For Tarrell (André Holland), the ultra-successful painter protagonist of artist Titus Kaphar’s feature-directing debut Exhibiting Forgiveness, going home reopens old wounds that have only recently begun scarring over. He’s in town with his son and wife, Aisha (Andra Day), to help his mother, Joyce (a wonderful Aunjanue Ellis-Taylor), finish up packing so that she can move into a new house he’s bought her. The trip will go on longer than expected, though: Joyce hasn’t filled a single box, and only a few hours into Tarrell’s arrival does his 15-years-estranged father, La’Ron (John Earl Jelks), appear, hoping to make amends.

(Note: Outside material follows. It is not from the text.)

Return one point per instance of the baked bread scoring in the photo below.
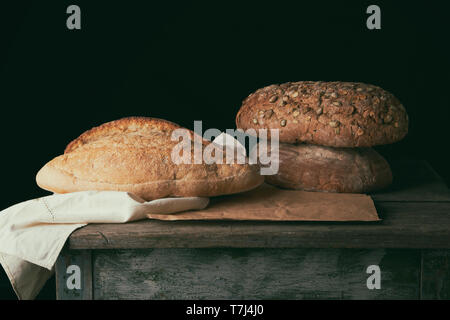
(316, 168)
(336, 114)
(134, 155)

The relationship is, to say the least, fraught: among Exhibiting Forgiveness’ first images are from a dream Tarrell has about La’Ron that will cause him to wake up screaming, ready for a fight. The more we learn about the father-son relationship, the more we understand why. Growing up, La’Ron was addicted to crack — something with which he’s still struggling — and its effects created an atmosphere of restless intensity and fear that sometimes tipped into physical abuse. Exhibiting Forgiveness ponders how possible it is to forgive someone responsible for much of your life’s pain; what’s clear is that Tarrell cannot continue painting through the demons that still follow him, not with recurring nightmares whose aftereffects are this scary to his wife and son or the soon-to-arrive discovery that Joyce’s health is far more fragile than she’s let anybody know. The empathetic-to-everybody, superbly acted Exhibiting Forgiveness doesn’t reach any pat conclusions about the sort of absolution its title might suggest. With much emotional clarity, it faces the messy work of forgiving without forgetting head-on.